In the 1997 movie, Robert Swenson's Bane wears a costume that resembles the character's traditional black wrestling unitard. This Bane also wears a more complex version of Bane's signature luchador mask along with a spiked codpiece and a giant Venom-delivery system. This Bane's strength-enhancing drugs also gave his skin a sickly green tint. His green skin ties him to Poison Ivy, which emphasizes a role that could be fulfilled by one of Ivy's plant creatures. While these alterations fit in the film's over-the-top style, they represent the movie's reductive interpretation of the character.


Bane Costumes 2010s

In comics, Bane is the man who broke Batman. Although Bane might be most famous for breaking Batman's back in the epic crossover "Knightfall," that was the culmination of a multi-pronged attack on the Dark Knight. While Batman and Robin ignored his role as a tactical genius, Christopher Nolan's The Dark Knight Rises doubled down on it.

In that 2012 film, Tom Hardy's Bane wears tactical gear under a shearling coat, along with a modified mask that makes Hardy's piercing stare visible. Although the movie erased Bane's South American roots, Bane's costume is memorable enough to grandstand in public but still practical enough for combat situations. This is a complex costume for a complex villain, with elements that can be added or subtracted as Bane showcases different aspects of his abilities. While his comics counterpart could be mistaken for a strongman at first glance, this Bane dresses like a general.


Joker Costumes 2010s

For better or worse, Jared Leto's Joker certainly leaves a lasting impression. When Leto's look for David Ayer's Suicide Squad was revealed, fans responded with a mix of apprehension, confusion and praise. Although Leto's role in the divisive film was moderately well-liked, the look marked a distinct departure from the character's usual costumes.

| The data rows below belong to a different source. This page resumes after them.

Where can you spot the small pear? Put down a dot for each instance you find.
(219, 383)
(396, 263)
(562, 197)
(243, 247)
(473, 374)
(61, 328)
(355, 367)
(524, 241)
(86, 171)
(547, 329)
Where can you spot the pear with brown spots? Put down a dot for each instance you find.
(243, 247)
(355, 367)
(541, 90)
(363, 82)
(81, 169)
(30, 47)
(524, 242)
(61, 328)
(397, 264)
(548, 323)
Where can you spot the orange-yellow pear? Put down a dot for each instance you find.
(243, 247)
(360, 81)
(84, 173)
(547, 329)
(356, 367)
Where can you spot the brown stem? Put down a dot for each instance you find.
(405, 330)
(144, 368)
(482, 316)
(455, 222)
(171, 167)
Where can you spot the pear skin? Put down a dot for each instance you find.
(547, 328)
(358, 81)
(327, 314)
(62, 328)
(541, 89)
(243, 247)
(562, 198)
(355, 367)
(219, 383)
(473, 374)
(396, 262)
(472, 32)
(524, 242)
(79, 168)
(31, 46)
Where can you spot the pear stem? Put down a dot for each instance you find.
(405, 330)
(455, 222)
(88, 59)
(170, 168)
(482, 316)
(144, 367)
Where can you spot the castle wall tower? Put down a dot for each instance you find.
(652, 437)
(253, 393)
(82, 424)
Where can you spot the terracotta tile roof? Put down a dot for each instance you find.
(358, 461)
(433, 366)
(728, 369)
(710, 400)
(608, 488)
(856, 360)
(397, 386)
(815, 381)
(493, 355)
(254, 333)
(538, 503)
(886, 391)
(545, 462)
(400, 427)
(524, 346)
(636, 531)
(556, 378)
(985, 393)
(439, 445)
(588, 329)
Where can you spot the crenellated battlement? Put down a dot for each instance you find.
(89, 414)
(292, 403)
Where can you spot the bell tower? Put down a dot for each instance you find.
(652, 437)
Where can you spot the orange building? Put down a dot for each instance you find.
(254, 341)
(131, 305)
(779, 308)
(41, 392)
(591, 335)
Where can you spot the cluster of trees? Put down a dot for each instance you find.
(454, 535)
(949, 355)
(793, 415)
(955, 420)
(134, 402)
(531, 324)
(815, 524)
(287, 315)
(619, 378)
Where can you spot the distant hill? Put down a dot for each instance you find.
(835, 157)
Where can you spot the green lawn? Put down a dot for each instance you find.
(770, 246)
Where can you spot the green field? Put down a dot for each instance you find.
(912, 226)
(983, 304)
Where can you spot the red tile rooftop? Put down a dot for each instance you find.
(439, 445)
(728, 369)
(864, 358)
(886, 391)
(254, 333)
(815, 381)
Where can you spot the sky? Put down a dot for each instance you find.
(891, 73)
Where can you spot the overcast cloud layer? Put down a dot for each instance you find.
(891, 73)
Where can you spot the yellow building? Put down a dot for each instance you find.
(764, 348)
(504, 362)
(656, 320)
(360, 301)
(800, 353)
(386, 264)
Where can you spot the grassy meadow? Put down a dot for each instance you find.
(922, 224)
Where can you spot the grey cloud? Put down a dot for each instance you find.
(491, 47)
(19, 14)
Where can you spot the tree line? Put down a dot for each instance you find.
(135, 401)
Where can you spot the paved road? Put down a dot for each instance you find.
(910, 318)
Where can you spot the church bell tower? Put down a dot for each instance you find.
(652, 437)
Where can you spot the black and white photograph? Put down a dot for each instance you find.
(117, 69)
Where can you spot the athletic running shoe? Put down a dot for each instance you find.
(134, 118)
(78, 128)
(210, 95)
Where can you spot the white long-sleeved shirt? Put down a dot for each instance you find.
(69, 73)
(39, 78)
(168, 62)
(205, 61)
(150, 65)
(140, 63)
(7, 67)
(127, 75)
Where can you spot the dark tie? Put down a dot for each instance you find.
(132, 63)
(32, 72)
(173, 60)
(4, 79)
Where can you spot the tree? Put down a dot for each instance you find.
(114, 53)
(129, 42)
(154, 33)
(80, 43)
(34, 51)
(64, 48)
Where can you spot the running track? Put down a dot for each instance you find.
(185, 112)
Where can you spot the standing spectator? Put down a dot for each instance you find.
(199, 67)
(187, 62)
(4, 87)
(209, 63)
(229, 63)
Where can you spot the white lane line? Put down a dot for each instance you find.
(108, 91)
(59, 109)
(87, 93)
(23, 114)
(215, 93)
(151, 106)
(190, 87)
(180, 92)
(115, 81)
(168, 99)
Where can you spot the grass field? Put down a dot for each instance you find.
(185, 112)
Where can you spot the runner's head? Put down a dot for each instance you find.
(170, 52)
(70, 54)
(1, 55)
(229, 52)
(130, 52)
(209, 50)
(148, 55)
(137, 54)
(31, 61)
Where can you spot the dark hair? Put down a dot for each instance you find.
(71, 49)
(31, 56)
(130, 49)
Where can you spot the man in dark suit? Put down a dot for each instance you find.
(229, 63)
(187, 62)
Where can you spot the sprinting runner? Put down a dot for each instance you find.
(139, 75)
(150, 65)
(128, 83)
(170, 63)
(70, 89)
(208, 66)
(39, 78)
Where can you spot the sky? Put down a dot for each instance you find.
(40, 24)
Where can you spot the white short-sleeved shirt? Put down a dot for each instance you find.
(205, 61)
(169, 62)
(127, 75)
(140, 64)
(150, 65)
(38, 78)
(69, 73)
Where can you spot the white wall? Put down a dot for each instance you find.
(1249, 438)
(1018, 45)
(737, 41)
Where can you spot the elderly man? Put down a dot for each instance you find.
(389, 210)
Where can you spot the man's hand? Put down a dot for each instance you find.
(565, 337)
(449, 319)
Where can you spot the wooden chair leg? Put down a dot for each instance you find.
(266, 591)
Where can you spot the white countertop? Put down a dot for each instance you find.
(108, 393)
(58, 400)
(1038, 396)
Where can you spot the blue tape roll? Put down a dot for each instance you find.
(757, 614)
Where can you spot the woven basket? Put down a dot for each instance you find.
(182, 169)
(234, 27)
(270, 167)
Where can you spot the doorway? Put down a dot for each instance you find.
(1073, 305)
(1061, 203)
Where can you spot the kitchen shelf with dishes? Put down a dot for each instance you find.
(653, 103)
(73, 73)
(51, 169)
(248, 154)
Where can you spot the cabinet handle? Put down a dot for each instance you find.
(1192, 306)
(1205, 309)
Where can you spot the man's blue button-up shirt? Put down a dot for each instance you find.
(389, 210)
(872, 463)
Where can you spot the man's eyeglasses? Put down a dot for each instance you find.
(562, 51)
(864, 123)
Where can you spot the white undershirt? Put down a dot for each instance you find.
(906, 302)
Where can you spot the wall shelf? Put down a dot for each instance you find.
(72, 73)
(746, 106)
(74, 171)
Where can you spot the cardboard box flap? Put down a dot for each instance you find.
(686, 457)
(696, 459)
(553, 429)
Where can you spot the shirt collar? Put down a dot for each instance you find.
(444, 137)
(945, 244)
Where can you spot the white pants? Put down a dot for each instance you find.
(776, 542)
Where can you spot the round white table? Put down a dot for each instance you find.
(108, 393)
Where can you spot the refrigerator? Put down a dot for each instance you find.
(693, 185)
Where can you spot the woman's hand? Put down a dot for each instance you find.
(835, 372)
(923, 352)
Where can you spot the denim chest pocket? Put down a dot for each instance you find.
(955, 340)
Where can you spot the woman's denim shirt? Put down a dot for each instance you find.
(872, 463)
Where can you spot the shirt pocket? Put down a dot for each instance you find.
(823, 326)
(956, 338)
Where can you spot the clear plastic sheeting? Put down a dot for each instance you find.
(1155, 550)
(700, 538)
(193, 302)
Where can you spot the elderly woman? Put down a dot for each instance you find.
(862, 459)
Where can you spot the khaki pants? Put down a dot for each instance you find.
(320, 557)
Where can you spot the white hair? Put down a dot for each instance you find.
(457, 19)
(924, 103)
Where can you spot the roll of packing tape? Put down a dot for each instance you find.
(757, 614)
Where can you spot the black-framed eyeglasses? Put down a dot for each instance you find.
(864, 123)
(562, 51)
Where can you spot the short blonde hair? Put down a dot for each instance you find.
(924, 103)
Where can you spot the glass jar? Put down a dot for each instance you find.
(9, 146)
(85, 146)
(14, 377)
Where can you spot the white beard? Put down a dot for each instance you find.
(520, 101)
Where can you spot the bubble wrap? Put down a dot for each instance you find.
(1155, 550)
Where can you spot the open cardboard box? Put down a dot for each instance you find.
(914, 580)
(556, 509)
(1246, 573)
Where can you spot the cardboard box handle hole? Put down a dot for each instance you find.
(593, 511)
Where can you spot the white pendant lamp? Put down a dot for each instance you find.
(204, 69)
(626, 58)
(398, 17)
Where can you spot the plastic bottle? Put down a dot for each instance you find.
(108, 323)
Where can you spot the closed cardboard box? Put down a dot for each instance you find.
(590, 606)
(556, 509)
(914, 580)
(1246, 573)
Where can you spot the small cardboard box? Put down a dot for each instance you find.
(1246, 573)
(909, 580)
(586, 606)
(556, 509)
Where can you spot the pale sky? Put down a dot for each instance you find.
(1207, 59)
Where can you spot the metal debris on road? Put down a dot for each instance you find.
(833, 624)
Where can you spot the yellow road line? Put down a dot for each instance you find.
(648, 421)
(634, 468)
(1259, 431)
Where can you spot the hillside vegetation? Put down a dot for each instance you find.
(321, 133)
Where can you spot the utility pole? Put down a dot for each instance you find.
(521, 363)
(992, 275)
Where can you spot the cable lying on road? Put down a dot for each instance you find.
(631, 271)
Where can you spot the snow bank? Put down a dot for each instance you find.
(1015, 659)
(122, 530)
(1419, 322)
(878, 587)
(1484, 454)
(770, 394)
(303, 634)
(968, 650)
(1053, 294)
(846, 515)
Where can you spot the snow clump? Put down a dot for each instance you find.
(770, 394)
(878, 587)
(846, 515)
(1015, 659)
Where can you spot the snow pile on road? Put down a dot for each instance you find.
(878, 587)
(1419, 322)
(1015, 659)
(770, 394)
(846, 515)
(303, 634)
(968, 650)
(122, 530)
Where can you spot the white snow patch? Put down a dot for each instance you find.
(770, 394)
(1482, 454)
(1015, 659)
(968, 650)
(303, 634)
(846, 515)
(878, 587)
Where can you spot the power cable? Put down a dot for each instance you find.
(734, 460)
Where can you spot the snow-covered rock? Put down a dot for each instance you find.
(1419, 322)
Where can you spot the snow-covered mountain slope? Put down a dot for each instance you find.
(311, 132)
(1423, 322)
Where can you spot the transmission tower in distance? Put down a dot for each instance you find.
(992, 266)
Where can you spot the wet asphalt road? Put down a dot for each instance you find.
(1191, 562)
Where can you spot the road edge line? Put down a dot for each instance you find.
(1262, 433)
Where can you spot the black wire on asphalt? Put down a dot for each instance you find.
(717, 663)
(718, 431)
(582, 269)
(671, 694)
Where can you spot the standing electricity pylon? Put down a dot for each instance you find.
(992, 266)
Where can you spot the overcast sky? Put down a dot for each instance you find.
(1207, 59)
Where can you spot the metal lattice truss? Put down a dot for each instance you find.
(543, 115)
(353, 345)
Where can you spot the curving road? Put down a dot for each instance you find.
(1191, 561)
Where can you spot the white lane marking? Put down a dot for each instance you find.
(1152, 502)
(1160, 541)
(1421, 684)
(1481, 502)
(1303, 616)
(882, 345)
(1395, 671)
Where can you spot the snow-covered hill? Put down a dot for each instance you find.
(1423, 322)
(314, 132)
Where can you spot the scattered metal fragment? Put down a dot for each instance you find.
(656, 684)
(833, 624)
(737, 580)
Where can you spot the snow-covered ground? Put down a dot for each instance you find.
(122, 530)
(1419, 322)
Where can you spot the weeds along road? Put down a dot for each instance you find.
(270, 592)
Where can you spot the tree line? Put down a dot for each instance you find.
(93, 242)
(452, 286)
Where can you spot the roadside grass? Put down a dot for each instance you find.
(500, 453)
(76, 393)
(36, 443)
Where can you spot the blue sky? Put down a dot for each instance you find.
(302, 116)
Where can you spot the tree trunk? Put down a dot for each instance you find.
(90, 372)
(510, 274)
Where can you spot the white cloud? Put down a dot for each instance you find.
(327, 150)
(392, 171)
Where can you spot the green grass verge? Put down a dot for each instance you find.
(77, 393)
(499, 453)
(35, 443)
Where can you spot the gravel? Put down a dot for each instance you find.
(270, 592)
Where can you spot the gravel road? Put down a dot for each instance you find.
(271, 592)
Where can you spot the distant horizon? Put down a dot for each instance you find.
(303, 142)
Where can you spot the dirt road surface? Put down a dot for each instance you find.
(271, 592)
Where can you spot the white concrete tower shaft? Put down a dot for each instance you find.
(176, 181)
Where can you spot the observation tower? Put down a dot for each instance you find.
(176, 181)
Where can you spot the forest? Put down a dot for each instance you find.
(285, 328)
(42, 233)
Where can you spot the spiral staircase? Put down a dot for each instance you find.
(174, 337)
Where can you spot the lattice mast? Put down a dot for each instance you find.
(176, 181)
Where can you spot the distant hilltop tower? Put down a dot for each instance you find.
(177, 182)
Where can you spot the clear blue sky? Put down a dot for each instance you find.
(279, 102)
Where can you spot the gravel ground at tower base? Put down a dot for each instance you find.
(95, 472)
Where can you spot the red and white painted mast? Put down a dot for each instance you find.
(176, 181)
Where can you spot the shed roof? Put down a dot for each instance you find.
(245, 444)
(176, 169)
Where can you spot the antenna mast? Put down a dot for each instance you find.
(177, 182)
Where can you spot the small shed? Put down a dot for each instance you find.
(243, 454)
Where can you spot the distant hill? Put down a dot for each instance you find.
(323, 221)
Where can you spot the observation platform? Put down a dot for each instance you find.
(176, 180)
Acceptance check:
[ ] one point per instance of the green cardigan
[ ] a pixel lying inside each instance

In the 2016 movie, Leto's Joker wears a few different outfits including a purple crocodile-skin coat. In his most memorable moments, the Joker wears the coat over his bare chest, which showcases his numerous tattoos and chalk-white skin. Instead of his usually oversized grin, the Joker has silver-capped grills on his front teeth. While these elements give Leto's Joker a distinct appearance, they almost lose the villains' timeless look under the glitz and grime of the film's distinctly modern trappings. Even though the Joker might be comics' most famous villain, this Joker's style overwhelms everything else.